Armenian self-taught painters from Tbilisi and an unknown canvas by K. Grigoryants
DOI:
https://doi.org/10.61671/hos.8.2025.9101Keywords:
K. Grigoryants, “Queen Tamar and Shota Rustaveli”, “Rare Stories of Old Tbilisi”, V. Elibekyan, V. KhojabekovAbstract
Armenian painting in Georgia has a long history. Already from the 17th century, there were Armenian artists' families in Tbilisi. The oldest famous family of Hovnathanians lived in Tbilisi from the 17th century. At the beginning of the 20-th century, a group of Armenian women artists was already active in Tbilisi. Professionals who received education in Russia and Europe, as well as self-taught great masters V. Khojabekov, K. Grigoryants, and V. Elibekyan, who brought the life of old Tbilisi to the canvas with exceptional clarity, made an immeasurable contribution to the formation of the Tbilisi Armenian Art School.
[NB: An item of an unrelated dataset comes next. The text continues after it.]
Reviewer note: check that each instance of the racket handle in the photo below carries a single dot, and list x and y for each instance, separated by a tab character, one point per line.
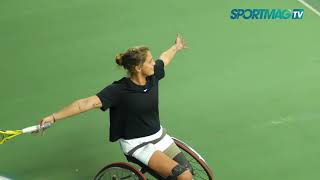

K. Grigoriants's work depicting the life of old Tbilisi can be found in artistic, theatrical and literary circles. He was a primitivist self-taught artist, a contemporary of Firosmani and similar to Firosmani, he created portraits and still lifes with characteristic Georgian painting and made signs. According to S. Kldiashvili, K. Grigoryants was the author of 12 books. The texts are almost completely lost. In 2011, K. Grigoryants's „Rare Stories of Old Tbilisi“ was published The book is decorated with the author's drawings and includes all 40 drawings known at the time. K. Grigoryants's previously unknown „Queen Tamar and Shota Rustaveli“ was not among them. The National Parliament Library of Georgia purchased the painting from a private person in 2022. V. Khojabegov's painting is as original as the existence of old Tbilisi. He mainly painted genre scenes. The forgotten tradition preserved in Khojabegov's painting „Groom’s dance on the grave of his parents" is very interesting. The everyday life of the townspeople is depicted in a theatrical environment. The old Tbilisi captured in the pictures of Grigoryants, Khojabegov, and Elibekyan revives the self-contained face of Tbilisi of the late 19th and early 20th centuries, urban traditions, clothes of Tbilisi residents, and urban entertainments. The naive works of self-taught Armenian artists from Tbilisi are considered to be prominent records of Tbilisi's life.